Also, although the disclosure has been shown and described with respect to one or more implementations, equivalent alterations and modifications will occur to others skilled in the art based upon a reading and understanding of this specification and the annexed drawings. The disclosure includes all such modifications and alterations and is limited only by the scope of the following claims. In particular regard to the various functions performed by the above described components (e.g., elements, resources, etc.), the terms used to describe such components are intended to correspond, unless otherwise indicated, to any component which performs the specified function of the described component (e.g., that is functionally equivalent), even though not structurally equivalent to the disclosed structure which performs the function in the herein illustrated exemplary implementations of the disclosure. In addition, while a particular feature of the disclosure may have been disclosed with respect to only one of several implementations, such feature may be combined with one or more other features of the other implementations as may be desired and advantageous for any given or particular application. Furthermore, to the extent that the terms “includes”, “having”, “has”, “with”, or variants thereof are used in either the detailed description or the claims, such terms are intended to be inclusive in a manner similar to the term “comprising.”

Claims

1. A method of identifying actions available for at least one document on a device having a processor, the method comprising:

executing on the processor instructions configured to: for respective documents: identify a document category of the document; identify at least one menu in the document; for respective menus, identify at least one option; and for respective options, assign an option score to the option; and for respective document categories, identify as actions the options having high option scores among the documents of the document category.

2. The method of claim 1:

the device having a document classifier configured to identify document categories of respective documents; and
identifying the document category of a document comprising: invoking the document classifier to identify the document category of the document.

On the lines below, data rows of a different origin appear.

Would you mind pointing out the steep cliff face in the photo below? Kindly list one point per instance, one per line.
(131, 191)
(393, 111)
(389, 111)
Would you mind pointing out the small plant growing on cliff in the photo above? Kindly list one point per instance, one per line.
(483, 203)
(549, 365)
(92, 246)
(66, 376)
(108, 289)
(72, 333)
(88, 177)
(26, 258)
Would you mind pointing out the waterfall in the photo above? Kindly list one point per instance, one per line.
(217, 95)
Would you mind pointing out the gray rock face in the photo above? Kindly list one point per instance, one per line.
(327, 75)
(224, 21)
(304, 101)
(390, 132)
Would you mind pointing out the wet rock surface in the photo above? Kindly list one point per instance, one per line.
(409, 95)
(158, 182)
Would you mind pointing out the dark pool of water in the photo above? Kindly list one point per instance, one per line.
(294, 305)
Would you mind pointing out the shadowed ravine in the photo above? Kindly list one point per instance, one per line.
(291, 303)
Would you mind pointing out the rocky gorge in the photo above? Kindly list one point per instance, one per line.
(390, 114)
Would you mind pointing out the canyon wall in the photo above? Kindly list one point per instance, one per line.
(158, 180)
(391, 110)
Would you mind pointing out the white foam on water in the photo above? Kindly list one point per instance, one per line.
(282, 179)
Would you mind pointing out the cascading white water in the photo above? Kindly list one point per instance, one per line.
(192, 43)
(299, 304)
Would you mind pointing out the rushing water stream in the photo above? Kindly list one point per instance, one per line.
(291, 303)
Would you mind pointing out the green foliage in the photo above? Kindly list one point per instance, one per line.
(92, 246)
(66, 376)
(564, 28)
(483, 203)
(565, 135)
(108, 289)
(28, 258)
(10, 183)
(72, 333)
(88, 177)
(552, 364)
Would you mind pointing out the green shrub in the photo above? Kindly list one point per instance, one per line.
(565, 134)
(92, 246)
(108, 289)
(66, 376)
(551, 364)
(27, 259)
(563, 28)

3. The method of claim 1, the documents comprising web pages respectively published by a website associated with a website category.

4. The method of claim 3, the instructions configured to:

retrieve web pages from respective websites; and
for respective web pages of a website: identify links to linked web pages within the website, and retrieve the linked web pages of the website.

5. The method of claim 3:

the device having access to a website directory identifying website categories for respective website; and
identifying a website category of a website comprising: identifying the website category associated with the website in the website directory.

6. The method of claim 1, assigning an option score to an option comprising:

identifying a part-of-speech feature of the option;
identifying at least one statistical feature of the option; and
assigning an option score to the option based on a part-of-speech feature score based on the part-of-speech feature and a statistical feature score based on the statistical feature.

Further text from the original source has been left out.